All that is left is to calauate the regional temporal mean.

#calculate the means
total_precip_mean = dsp_tropical_pacific.mean(dim='time')
total_precip_mean
<xarray.Dataset>
Dimensions:  (lat: 24, lon: 72)
Coordinates:
  * lat      (lat) float32 28.75 26.25 23.75 21.25 ... -23.75 -26.25 -28.75
  * lon      (lon) float32 121.2 123.8 126.2 128.8 ... 291.2 293.8 296.2 298.8
Data variables:
    prcp     (lat, lon) float32 4.89 4.24 5.073 5.52 ... 1.214 1.923 2.805
#Positive ENSO PRCP
POS_ENSO_PRCP = dsp_tropical_pacific.where(prcp_nino_mask).mean(dim='time') - total_precip_mean

#SUBPLOT 1
plt.subplot(2,1,1)
POS_ENSO_PRCP.prcp.plot.pcolormesh()


# Label the figure
plt.title('Positive ENSO Precipitation Anomaly')
plt.xlabel('Longitude')
plt.ylabel('Latitude')
plt.grid(which='major')

# show figure
plt.show()



# Negative ENSO PRCP
NEG_ENSO_PRCP = dsp_tropical_pacific.where(prcp_nina_mask).mean(dim='time') - total_precip_mean

#SUBPLOT 2
plt.subplot(2,1,2)
NEG_ENSO_PRCP.prcp.plot.pcolormesh()


# Label the figure
plt.title('Negative ENSO Global Precipitation Anomaly')
plt.xlabel('Longitude')
plt.ylabel('Latitude')
plt.grid(which='major')

# show figure
plt.show()
../../../_images/2d96e808213b6dc5fd5b1a632d1dda3d5105f006e7a94af05574b2bfacef2aeb.png ../../../_images/180bf00503df2c1ec7b9e4a194ed05bd90f8245f67a5880094ee3453b5f042a5.png

Notice the differences in the distribution of precipitation between the phases of ENSO.

Final Thoughts#

By this point, you have been introduced to essential Python libraries and packages commonly employed in climate data analysis. Feel free to engage with the presented questions independently, as my solutions represent just one approach to these challenges.
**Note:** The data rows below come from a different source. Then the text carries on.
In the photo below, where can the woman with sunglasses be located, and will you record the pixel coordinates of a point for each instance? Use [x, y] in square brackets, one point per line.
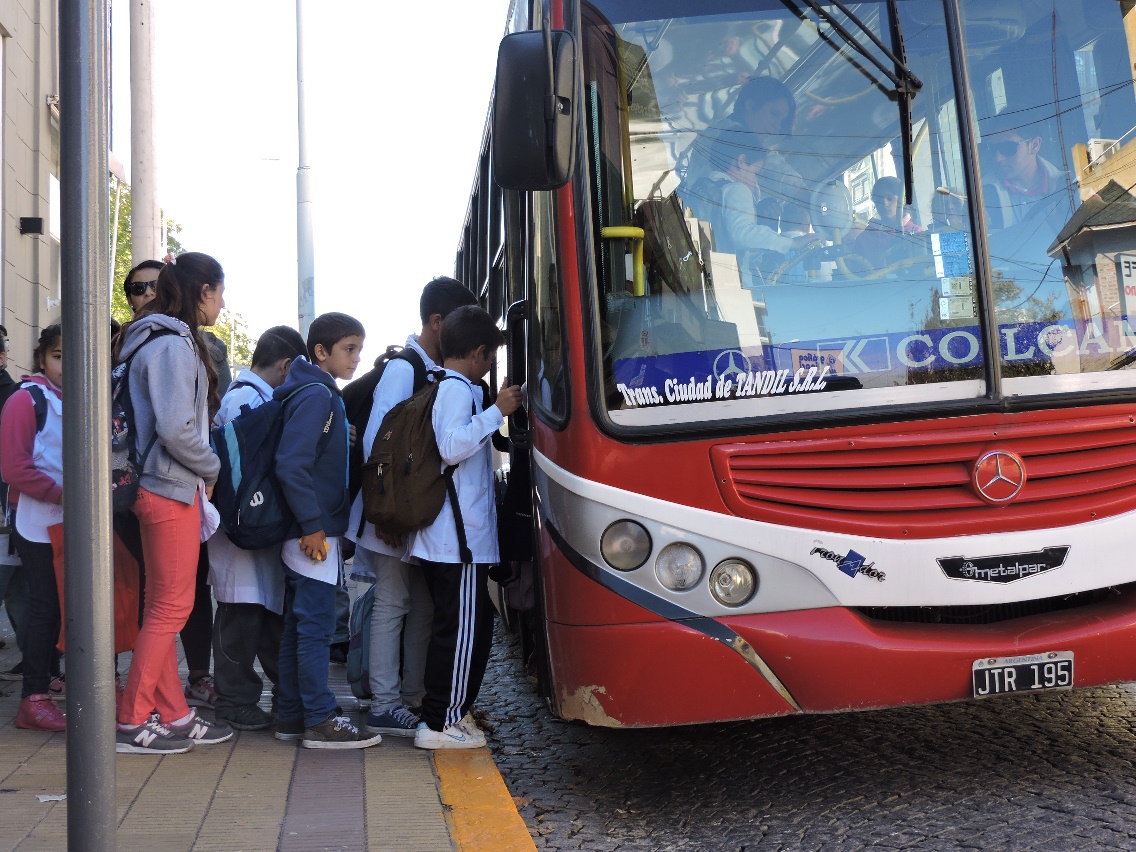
[173, 387]
[197, 637]
[140, 283]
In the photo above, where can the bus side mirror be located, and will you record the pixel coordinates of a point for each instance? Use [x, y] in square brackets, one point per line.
[533, 116]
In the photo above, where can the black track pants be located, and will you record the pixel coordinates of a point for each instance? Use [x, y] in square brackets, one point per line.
[460, 640]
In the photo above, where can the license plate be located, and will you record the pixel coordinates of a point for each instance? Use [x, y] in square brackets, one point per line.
[1030, 673]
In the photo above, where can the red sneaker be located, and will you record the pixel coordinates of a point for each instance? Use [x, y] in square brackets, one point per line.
[39, 712]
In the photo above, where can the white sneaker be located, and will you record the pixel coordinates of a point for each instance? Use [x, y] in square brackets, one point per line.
[469, 726]
[453, 736]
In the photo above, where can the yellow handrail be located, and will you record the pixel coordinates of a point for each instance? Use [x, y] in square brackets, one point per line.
[635, 234]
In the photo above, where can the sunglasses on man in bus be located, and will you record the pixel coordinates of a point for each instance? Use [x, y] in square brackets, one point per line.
[1007, 148]
[139, 287]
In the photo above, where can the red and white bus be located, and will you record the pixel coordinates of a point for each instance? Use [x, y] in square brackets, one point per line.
[824, 314]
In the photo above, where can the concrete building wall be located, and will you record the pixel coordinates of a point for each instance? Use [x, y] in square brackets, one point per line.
[28, 277]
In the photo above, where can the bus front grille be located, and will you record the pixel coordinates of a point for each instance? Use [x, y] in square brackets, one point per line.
[913, 481]
[986, 614]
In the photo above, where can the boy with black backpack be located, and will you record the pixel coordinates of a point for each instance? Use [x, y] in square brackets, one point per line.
[249, 584]
[400, 623]
[311, 467]
[456, 559]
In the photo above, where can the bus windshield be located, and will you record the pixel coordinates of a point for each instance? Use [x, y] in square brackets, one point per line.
[784, 222]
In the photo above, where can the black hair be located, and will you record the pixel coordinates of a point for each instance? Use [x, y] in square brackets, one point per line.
[330, 328]
[757, 92]
[886, 185]
[278, 342]
[178, 294]
[723, 147]
[144, 265]
[49, 337]
[442, 295]
[466, 330]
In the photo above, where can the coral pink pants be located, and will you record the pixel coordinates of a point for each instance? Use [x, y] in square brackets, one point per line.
[170, 544]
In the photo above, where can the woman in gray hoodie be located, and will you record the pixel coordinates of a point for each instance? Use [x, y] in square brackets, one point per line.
[173, 390]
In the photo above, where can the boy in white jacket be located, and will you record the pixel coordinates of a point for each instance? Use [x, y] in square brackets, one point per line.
[462, 628]
[249, 585]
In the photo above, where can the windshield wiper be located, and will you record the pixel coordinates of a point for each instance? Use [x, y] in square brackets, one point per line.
[907, 84]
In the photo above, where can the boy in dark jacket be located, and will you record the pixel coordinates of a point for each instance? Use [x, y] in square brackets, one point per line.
[311, 466]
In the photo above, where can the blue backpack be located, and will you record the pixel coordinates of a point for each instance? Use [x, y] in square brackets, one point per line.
[253, 511]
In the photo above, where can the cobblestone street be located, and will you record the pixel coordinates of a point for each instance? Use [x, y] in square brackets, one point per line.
[1046, 771]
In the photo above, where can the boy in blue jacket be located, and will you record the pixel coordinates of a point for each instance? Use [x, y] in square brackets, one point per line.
[311, 466]
[462, 627]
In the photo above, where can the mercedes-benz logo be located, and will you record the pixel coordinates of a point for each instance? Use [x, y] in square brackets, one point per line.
[999, 476]
[731, 362]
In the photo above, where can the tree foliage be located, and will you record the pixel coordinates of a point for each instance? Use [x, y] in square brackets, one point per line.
[231, 326]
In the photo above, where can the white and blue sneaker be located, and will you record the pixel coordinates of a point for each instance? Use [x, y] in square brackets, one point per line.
[202, 732]
[453, 736]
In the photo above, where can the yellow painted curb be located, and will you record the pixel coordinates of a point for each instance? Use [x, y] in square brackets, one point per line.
[479, 810]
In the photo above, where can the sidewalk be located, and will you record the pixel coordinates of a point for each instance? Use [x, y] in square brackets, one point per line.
[257, 793]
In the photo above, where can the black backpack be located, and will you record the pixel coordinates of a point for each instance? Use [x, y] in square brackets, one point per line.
[359, 399]
[403, 483]
[253, 510]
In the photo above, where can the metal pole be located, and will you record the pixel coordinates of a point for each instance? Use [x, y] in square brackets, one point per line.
[84, 202]
[306, 248]
[145, 214]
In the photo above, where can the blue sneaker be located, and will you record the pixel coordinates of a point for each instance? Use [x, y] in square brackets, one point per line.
[398, 721]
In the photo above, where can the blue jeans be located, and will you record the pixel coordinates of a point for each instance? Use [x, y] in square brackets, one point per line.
[14, 594]
[43, 621]
[309, 621]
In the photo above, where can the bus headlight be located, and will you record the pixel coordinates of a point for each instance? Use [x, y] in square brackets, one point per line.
[678, 567]
[625, 545]
[733, 582]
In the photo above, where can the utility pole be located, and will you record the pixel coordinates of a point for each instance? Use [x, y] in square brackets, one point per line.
[88, 568]
[145, 212]
[305, 242]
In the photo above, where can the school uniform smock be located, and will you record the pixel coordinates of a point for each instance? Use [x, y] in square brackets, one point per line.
[32, 461]
[236, 575]
[397, 384]
[464, 433]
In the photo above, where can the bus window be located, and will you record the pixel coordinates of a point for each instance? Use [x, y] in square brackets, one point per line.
[548, 385]
[1053, 94]
[780, 266]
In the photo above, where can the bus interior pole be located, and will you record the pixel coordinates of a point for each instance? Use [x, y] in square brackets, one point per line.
[84, 256]
[306, 249]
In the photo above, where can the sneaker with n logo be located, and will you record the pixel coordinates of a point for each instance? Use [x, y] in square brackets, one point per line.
[452, 736]
[202, 731]
[151, 737]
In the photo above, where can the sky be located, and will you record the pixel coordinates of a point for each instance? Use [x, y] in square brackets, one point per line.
[395, 109]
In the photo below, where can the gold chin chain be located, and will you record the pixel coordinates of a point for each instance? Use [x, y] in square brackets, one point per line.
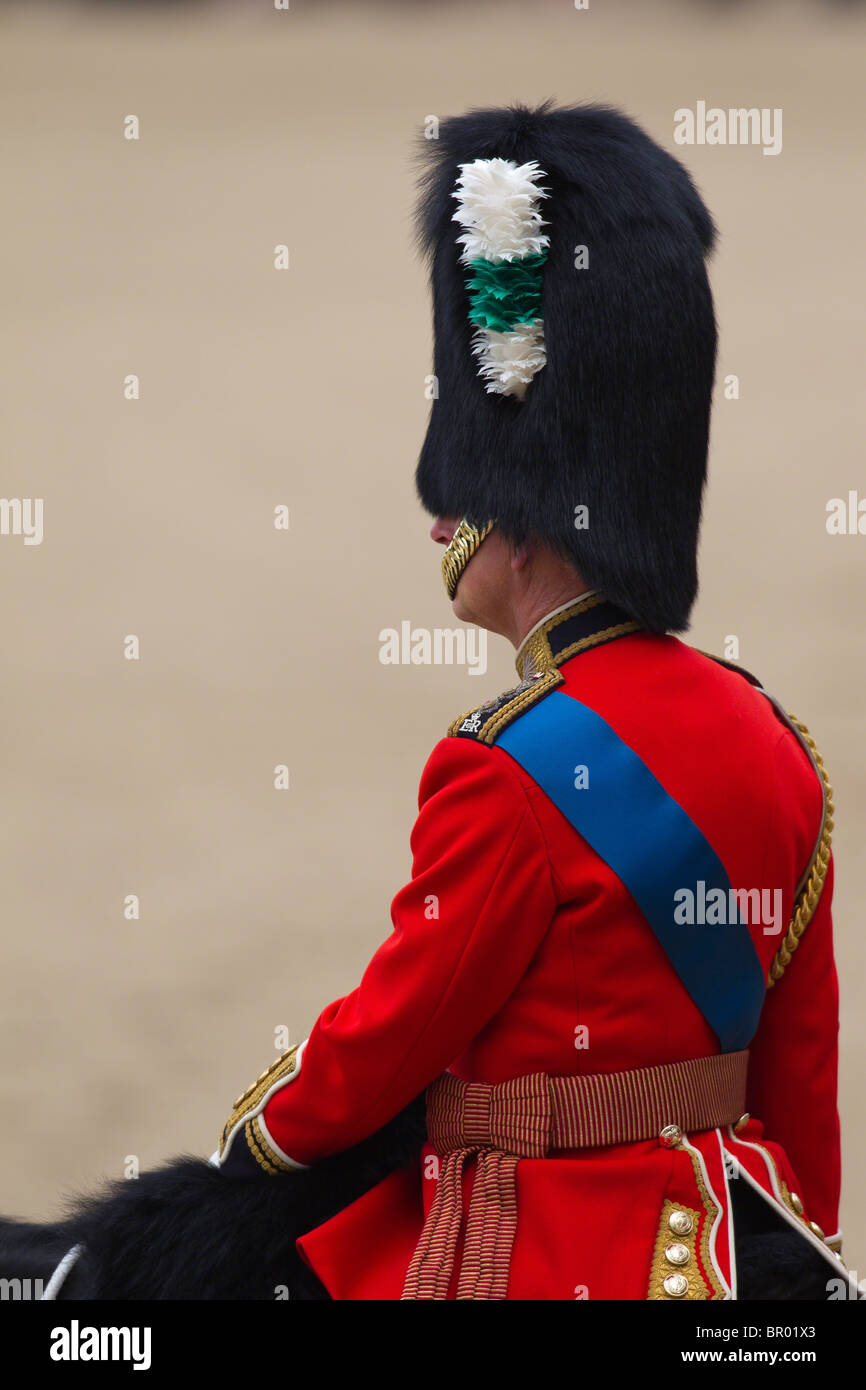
[463, 545]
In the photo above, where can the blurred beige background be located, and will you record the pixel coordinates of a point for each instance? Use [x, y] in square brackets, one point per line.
[306, 388]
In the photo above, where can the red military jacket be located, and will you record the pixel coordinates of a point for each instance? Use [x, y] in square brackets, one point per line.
[517, 950]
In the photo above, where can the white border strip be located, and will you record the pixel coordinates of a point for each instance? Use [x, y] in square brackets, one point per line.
[779, 1205]
[719, 1212]
[59, 1278]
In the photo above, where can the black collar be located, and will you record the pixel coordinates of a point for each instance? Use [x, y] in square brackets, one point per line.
[588, 620]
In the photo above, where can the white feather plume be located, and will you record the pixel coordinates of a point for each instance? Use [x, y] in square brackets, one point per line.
[498, 206]
[508, 362]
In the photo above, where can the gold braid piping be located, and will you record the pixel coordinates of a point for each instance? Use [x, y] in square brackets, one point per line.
[809, 894]
[459, 552]
[282, 1066]
[662, 1268]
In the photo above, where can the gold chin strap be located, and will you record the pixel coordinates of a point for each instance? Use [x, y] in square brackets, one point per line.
[463, 545]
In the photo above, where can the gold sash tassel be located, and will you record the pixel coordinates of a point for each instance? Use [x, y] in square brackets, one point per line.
[528, 1118]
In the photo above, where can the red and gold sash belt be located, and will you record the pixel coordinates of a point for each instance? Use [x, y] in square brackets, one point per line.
[531, 1116]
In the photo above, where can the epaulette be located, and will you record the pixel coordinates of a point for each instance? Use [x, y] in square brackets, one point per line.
[485, 722]
[812, 880]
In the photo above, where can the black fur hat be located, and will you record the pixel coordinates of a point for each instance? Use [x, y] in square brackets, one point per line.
[617, 417]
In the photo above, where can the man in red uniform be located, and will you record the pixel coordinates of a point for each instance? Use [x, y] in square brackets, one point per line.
[616, 940]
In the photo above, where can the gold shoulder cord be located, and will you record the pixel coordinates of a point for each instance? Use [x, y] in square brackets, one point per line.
[809, 891]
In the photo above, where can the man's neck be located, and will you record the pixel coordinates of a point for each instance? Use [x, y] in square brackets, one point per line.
[542, 609]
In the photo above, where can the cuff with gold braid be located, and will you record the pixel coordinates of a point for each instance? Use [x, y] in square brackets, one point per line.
[459, 552]
[246, 1147]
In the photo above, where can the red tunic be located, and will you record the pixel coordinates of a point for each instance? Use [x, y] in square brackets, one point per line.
[516, 950]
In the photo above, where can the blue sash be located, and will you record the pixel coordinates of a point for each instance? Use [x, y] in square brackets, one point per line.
[651, 844]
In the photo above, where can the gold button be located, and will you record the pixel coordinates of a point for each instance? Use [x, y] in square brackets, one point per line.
[680, 1223]
[670, 1136]
[676, 1286]
[677, 1254]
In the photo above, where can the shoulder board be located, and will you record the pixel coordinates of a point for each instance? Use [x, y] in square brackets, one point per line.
[485, 722]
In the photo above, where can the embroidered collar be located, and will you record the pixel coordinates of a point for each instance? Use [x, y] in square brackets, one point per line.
[573, 627]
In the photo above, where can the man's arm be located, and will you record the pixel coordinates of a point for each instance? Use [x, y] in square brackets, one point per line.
[464, 930]
[793, 1066]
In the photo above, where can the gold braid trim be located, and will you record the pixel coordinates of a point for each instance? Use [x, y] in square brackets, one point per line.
[663, 1268]
[459, 552]
[281, 1068]
[809, 894]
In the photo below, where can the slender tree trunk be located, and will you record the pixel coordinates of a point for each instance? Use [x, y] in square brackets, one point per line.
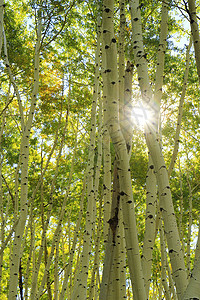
[16, 255]
[112, 111]
[195, 32]
[166, 205]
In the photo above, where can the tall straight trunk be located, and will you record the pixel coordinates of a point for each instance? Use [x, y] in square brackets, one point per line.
[16, 254]
[1, 23]
[180, 111]
[151, 185]
[166, 204]
[122, 158]
[195, 33]
[80, 287]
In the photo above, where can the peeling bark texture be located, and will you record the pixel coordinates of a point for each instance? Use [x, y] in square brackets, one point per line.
[180, 111]
[166, 204]
[195, 32]
[112, 111]
[16, 254]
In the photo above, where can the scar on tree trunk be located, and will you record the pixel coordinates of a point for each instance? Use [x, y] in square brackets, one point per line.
[113, 222]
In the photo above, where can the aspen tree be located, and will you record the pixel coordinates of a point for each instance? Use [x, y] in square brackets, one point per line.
[80, 287]
[191, 9]
[111, 111]
[68, 266]
[1, 23]
[56, 236]
[151, 188]
[166, 205]
[180, 111]
[45, 223]
[16, 255]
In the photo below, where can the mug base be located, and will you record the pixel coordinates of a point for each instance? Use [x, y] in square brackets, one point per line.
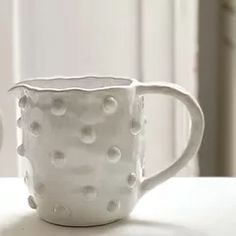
[68, 224]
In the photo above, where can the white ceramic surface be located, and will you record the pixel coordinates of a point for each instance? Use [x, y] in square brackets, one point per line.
[83, 144]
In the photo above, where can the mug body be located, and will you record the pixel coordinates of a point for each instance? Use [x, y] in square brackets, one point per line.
[82, 148]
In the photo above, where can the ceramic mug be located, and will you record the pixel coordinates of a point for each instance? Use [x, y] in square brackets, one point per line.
[82, 141]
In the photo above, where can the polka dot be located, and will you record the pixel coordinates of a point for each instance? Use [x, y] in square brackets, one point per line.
[113, 205]
[35, 128]
[19, 122]
[60, 211]
[135, 127]
[89, 193]
[110, 105]
[21, 150]
[31, 202]
[87, 135]
[23, 102]
[114, 154]
[58, 107]
[131, 179]
[57, 158]
[39, 188]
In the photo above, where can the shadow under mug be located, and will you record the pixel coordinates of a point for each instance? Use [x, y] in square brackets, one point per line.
[83, 145]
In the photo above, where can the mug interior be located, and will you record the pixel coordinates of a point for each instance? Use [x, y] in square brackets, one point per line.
[86, 83]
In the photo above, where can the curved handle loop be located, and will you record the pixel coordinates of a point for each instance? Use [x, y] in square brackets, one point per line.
[197, 129]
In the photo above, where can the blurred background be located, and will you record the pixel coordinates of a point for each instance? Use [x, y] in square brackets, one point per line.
[189, 42]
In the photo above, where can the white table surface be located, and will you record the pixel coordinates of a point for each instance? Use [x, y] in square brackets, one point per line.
[179, 207]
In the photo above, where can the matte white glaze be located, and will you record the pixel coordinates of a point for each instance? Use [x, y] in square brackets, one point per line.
[84, 147]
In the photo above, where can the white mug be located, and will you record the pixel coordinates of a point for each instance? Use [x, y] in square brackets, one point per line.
[82, 139]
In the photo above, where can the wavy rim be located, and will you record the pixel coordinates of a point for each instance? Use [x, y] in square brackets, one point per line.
[73, 88]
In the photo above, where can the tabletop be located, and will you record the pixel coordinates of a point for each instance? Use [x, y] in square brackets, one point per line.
[180, 206]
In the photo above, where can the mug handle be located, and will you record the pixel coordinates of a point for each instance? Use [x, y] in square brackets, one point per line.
[197, 128]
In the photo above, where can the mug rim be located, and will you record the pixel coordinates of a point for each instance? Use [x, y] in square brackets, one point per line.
[28, 83]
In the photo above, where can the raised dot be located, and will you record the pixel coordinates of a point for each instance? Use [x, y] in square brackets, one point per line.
[113, 205]
[19, 122]
[58, 107]
[135, 127]
[39, 188]
[110, 105]
[89, 193]
[87, 135]
[35, 128]
[114, 154]
[60, 211]
[131, 179]
[57, 158]
[23, 102]
[21, 150]
[31, 202]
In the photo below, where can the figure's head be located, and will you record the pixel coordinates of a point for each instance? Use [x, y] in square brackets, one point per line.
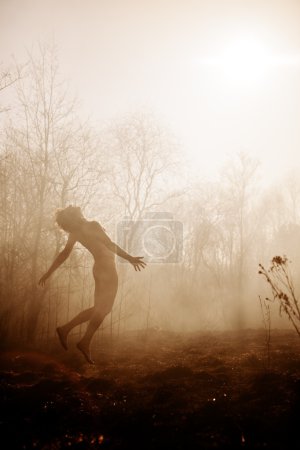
[69, 218]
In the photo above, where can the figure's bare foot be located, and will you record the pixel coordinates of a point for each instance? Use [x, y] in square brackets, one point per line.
[85, 350]
[62, 337]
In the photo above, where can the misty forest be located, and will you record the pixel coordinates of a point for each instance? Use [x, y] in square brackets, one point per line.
[201, 348]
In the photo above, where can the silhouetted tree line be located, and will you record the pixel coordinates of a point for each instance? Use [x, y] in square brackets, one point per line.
[130, 168]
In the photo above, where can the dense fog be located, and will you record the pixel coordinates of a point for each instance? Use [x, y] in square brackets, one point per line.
[202, 237]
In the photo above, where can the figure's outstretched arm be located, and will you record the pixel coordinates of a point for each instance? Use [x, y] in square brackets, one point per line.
[61, 257]
[136, 261]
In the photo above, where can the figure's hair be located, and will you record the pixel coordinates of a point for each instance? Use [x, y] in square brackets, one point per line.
[67, 218]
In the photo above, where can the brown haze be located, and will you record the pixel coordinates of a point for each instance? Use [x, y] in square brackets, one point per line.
[175, 125]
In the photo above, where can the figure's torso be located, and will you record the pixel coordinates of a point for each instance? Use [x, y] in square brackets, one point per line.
[92, 236]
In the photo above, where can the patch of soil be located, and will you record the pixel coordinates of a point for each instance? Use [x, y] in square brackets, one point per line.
[159, 391]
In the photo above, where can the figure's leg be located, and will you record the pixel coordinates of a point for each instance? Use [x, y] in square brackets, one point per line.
[84, 344]
[64, 330]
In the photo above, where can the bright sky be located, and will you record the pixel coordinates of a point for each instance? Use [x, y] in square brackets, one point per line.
[223, 75]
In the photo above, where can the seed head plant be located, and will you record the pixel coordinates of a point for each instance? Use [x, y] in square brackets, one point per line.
[279, 278]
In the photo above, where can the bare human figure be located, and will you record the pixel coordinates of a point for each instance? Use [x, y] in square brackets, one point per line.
[93, 237]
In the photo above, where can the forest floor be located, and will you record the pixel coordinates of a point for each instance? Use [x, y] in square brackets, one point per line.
[162, 390]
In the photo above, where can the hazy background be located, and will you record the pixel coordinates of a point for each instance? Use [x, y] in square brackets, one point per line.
[123, 55]
[185, 107]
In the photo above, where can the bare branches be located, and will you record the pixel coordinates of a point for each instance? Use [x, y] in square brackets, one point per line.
[279, 278]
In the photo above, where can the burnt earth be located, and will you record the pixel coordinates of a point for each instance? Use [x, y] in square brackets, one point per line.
[155, 390]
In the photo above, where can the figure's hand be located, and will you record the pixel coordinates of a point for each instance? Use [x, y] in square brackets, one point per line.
[43, 280]
[137, 262]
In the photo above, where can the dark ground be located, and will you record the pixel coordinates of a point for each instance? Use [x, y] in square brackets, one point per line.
[160, 391]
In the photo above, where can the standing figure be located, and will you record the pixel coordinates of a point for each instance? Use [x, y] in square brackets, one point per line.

In your exploration, we covered foundational tools such as NumPy and Matplotlib for scientific computation and graphical representation. Subsequently, we introduced Pandas and Xarray for effective data manipulation, forming the groundwork for numerous packages and frameworks in your research journey. Additionally, you gained insights into the complexities involved in computations on a spherical surface, particularly regarding variables with components in square meters, necessitating specific scaling based on each location’s position on the Earth’s surface.

At this fundamental stage, you should now possess an intuitive understanding of working with geoscience data in its basic form.

Our next focus is on enhancing the visual appeal and interpretability of our plots by incorporating maps and topographical information using Python. This skillset will then be extended to working with global climate models. As you progress, it is highly recommended to revisit the worked examples and explore the text authored by Ryan Abernathy - An Introduction to Earth and Environmental Data Science and the contributions of Michael Morris - UTCDW Guidebook.